На склоне лет Жану Кокто стало казаться, что он безумно устал, что его труд бесполезен, что никто и никогда не сможет его понять. В подобные моменты перо выскальзывало из рук, и поэтом овладевало отчаяние. Но подобно Паскалю, всю жизнь страдавшему от мучившей его неизлечимой болезни, Кокто осознавал, что страдания обостряют чувства художника: «Проблема болезни — это проблема души. Думаю, что мы все пользуемся одним и тем же горючим как средства передвижения. Они бывают разные, есть автомобили и самолеты. Единственная разница между машиной и нами в том, что наша машина становится более хрупкой, если организм устроен не так, как остальные, и усложнен некой разбалансировкой».
Бытие Кокто было настолько насыщено людьми, событиями, и, главным образом ежеминутным творчеством, что иногда силы покидали его. Не раз опускались руки, и даже помыслить о чем-то новом представлялось невозможным. «Сочинять — значит сближать два настолько различных и отдаленных друг от друга предмета, что никто на свете не мог вообразить такого сближения. Понять — значит допустить такое неожиданное сближение и сразу увидеть суть нового предмета, родившегося от этого брака. Вот уже сорок лет, как я засыпаю вечером, чтобы забыть этот мир, и, вставая, заставляю себя ломать комедию хорошего настроения. Больше нет сил. Я никогда никого не оскорблял. Большинство восхваляемых произведений я считаю посредственными и смешными. Я совершил ошибку, веря в некую справедливость, возникающую помимо человеческой. Я ошибся. Если мне случится что-нибудь еще написать, это будет из гигиенических соображений, и я не буду ждать никакого ответа». Эти строки написаны в августе 1953 года, в трудную минуту. Однако, справившись с недугом, он снова и снова возвращается к своему принципу, изложенному в послесловии «Трудности бытия»: «Вперед, неустрашимый и неразумный! Рискни быть до самого конца».

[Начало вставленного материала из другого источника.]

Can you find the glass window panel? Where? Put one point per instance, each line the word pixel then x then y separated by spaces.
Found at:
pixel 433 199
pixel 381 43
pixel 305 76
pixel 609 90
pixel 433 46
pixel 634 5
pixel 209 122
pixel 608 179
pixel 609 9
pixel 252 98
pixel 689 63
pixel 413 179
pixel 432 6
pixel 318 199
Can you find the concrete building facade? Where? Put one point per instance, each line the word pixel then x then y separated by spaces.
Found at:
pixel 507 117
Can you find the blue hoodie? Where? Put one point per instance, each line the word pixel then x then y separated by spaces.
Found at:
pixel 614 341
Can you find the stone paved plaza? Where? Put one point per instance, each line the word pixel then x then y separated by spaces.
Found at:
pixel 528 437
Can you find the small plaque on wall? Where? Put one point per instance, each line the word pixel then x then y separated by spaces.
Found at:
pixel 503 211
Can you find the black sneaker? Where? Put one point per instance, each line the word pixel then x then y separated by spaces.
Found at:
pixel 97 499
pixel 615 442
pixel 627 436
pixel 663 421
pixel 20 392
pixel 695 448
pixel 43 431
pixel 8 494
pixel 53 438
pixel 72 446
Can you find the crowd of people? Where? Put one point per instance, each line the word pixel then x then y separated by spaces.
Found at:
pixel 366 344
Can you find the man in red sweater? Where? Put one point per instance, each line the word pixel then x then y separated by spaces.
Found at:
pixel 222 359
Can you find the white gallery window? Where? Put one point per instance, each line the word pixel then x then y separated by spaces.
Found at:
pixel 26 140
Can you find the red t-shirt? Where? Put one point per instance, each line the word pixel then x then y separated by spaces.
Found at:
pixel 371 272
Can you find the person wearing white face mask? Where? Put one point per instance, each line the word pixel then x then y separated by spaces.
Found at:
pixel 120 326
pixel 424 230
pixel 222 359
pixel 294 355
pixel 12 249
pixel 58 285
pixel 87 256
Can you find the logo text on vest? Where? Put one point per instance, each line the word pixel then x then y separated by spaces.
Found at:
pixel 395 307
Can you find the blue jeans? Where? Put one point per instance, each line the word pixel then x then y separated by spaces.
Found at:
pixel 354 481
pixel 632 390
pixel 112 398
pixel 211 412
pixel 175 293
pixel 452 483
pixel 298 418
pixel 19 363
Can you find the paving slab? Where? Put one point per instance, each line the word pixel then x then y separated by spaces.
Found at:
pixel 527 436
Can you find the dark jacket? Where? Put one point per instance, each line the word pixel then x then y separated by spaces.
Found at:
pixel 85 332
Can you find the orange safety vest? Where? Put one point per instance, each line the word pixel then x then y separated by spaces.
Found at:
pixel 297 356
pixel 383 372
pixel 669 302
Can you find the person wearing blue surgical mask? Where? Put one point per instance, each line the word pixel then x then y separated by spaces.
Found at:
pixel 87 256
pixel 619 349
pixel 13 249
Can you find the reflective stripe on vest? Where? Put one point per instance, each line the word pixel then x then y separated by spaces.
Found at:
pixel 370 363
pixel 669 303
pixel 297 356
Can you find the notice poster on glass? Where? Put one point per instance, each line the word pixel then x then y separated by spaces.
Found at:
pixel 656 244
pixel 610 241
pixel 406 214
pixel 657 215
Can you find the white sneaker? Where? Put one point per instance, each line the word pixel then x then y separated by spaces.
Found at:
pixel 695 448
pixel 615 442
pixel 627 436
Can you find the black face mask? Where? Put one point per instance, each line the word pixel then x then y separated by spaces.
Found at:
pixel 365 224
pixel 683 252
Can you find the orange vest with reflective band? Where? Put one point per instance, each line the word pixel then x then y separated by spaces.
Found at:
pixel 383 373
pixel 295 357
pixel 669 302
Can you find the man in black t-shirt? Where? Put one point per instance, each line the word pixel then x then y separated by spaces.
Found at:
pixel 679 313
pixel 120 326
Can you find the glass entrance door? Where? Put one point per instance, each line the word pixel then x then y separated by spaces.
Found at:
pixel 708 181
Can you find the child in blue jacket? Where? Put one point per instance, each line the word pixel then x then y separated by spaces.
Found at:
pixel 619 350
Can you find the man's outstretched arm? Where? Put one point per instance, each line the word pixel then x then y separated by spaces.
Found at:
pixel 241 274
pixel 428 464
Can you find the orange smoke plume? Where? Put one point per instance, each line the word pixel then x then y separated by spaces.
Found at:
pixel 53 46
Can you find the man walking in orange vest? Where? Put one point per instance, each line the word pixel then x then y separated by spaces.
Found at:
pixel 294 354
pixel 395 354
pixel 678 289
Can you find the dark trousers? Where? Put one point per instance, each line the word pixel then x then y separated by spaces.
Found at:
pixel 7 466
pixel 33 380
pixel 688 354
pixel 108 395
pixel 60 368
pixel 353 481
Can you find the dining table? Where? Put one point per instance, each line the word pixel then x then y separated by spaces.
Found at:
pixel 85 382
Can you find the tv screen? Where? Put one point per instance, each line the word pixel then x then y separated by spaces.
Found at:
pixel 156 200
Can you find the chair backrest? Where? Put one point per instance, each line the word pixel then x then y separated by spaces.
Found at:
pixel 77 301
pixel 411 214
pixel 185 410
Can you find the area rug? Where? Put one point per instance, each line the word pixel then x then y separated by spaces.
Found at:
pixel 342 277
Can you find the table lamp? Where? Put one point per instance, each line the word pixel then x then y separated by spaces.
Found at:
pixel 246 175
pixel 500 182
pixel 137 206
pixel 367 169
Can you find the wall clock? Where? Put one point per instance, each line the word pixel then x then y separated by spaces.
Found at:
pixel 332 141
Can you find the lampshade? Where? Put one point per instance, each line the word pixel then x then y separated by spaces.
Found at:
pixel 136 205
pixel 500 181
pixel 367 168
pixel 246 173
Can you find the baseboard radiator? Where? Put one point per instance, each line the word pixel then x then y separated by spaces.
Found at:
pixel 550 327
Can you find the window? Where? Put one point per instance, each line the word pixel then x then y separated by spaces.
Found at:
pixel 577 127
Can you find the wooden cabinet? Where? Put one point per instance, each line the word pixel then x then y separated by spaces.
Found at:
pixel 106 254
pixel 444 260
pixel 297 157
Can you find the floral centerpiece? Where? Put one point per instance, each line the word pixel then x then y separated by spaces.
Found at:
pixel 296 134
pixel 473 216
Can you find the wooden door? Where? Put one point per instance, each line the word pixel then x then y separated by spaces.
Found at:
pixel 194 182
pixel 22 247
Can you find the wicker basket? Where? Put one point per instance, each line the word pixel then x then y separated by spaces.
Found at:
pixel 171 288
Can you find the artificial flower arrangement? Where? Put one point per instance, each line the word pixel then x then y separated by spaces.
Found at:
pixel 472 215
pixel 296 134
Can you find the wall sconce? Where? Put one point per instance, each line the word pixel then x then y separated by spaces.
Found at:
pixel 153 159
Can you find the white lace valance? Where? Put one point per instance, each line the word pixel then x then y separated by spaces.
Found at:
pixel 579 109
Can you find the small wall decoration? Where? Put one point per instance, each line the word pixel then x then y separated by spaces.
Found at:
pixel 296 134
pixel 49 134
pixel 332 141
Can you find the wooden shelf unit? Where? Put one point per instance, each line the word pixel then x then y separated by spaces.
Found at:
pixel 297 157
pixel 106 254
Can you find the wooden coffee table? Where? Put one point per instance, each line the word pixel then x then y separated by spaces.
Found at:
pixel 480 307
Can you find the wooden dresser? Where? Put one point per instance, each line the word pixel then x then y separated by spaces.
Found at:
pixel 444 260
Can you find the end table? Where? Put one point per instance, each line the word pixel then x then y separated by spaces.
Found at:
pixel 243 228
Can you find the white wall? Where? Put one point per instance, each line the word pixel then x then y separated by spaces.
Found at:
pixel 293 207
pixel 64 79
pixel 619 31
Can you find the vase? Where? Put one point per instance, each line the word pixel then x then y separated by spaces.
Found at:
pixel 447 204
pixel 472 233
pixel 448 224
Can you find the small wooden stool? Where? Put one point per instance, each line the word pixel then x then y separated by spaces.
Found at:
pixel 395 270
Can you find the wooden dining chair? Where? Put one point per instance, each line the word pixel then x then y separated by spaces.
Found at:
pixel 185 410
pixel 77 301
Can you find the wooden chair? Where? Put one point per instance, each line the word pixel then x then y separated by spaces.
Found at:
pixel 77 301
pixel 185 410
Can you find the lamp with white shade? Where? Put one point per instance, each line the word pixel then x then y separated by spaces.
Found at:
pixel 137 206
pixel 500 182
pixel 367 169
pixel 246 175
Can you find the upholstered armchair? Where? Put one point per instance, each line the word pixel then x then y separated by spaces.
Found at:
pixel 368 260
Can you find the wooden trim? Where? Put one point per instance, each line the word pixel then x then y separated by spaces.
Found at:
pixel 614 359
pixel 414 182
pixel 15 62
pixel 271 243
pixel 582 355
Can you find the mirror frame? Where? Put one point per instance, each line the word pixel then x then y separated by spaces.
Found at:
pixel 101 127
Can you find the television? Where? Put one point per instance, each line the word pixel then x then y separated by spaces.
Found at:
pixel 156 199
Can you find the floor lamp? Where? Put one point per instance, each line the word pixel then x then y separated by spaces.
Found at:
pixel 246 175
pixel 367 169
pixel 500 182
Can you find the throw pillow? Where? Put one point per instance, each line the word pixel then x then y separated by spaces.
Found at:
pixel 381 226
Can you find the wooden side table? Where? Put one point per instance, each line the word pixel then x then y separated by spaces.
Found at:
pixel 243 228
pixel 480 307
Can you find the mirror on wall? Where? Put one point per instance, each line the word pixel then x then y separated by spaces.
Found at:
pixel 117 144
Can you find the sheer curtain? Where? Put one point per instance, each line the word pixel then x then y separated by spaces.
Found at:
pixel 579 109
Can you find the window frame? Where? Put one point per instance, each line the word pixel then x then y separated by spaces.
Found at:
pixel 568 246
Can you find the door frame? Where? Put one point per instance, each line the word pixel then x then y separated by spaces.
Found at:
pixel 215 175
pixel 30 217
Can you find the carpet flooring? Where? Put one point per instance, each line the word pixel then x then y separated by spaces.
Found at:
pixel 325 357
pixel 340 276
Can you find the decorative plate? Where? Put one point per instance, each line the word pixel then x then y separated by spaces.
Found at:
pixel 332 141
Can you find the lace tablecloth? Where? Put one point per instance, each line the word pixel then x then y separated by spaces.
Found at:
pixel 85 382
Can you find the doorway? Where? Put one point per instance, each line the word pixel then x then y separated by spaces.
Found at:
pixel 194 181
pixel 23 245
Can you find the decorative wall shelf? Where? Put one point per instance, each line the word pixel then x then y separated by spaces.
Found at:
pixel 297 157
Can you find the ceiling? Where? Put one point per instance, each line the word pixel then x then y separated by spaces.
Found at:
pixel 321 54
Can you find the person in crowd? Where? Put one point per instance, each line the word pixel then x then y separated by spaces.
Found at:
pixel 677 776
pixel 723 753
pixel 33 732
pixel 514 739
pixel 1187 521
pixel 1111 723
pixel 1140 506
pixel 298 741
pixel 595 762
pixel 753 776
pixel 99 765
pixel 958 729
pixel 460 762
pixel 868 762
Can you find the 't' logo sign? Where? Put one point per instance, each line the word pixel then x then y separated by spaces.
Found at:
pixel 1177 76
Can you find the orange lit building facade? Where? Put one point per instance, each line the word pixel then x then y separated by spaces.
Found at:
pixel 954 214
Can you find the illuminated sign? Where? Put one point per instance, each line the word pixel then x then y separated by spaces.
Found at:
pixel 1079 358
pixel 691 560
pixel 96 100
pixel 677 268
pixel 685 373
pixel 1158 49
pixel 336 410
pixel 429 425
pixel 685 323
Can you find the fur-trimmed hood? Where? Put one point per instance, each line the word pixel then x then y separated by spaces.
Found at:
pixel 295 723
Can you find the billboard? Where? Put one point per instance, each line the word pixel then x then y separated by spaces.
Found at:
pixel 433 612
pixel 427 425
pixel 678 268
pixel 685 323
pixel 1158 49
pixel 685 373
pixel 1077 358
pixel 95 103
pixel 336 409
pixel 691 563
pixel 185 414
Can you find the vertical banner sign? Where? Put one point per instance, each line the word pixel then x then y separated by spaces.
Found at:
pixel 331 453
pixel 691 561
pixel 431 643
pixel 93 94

Всю жизнь Кокто играл со смертью. Ему нравилось умирать на сцене, например в роли Меркуцио в обработке «Ромео и Джульетты» в 1925. Он утверждал, что ему часто снилось, что он умирает по-настоящему. Его приводили в восторг слова, обычно произносимые костюмершей: «До смерти месье Кокто», «после смерти месье Кокто». Он очень смеялся над ужасом Элюара, увидевшего в 1942 году фильм «Барон-призрак», написанный для Сержа Полиньи, где Жан Кокто играл барона и превращался в прах на глазах у изумленного зрителя. Элюар кричал: «Я никогда не осмелился бы сыграть такое». Кокто всегда ощущал полноту жизни и полноту смерти. Однажды, будучи на фронте во время Первой Мировой войны, он подобрал фигуру Христа, упавшую с алтаря. У Христа отломалась рука, и Кокто отправил статую на машине для настоящих раненых.
«Любое произведение посмертно. Как только вы ставите слово „конец“ в заключительной части, произведение умирает, и вы умираете для него. Что-либо менять — все равно, что копаться в вещах усопшего, совершать святотатство», — писал Кокто.
ОПИУМ
«Когда я страдаю, я прячусь. Я равно никогда бы не посоветовал работать ни под боль, ни под музыку в ресторане. И та и другая возбуждают, вынуждают считать внешние капканы нашими собственными. В сущности ни опиум, ни его отсутствие не вызывают грез, в крайнем случае — сбои у стрелочника. Опиум приводит в порядок нервы. Одним он предлагает легкую пробку, другим дает свинец. Благодаря ему я обретал контакт с земными предметами. Жаль, что наше слишком непрочное устройство плохо переносит подобное усовершенствование». (Из предисловия к «Психиатрической лечебнице» с 31 рисунком Кокто. 1926.)
Жан Кокто был очень нервным ребенком. В своем раннем произведении «Потомак», он признался, что в детстве ему давали маковый порошок, чтобы успокоить. Однажды аптекарь ошибся и дал ему кокаин. «Можно ли забыть эти симптомы? Вены напрягаются, кровь сбивается с пути, некая неподвижная зона сковывает члены, сердце бьется, пытаясь убежать, стучит в грудь и немеет. Комок тревоги в горле. Горькая паста на твердом языке. Чужие зубы. И в сумерках — шум травы, когда нам кажется, что кто-то что-то шепчет».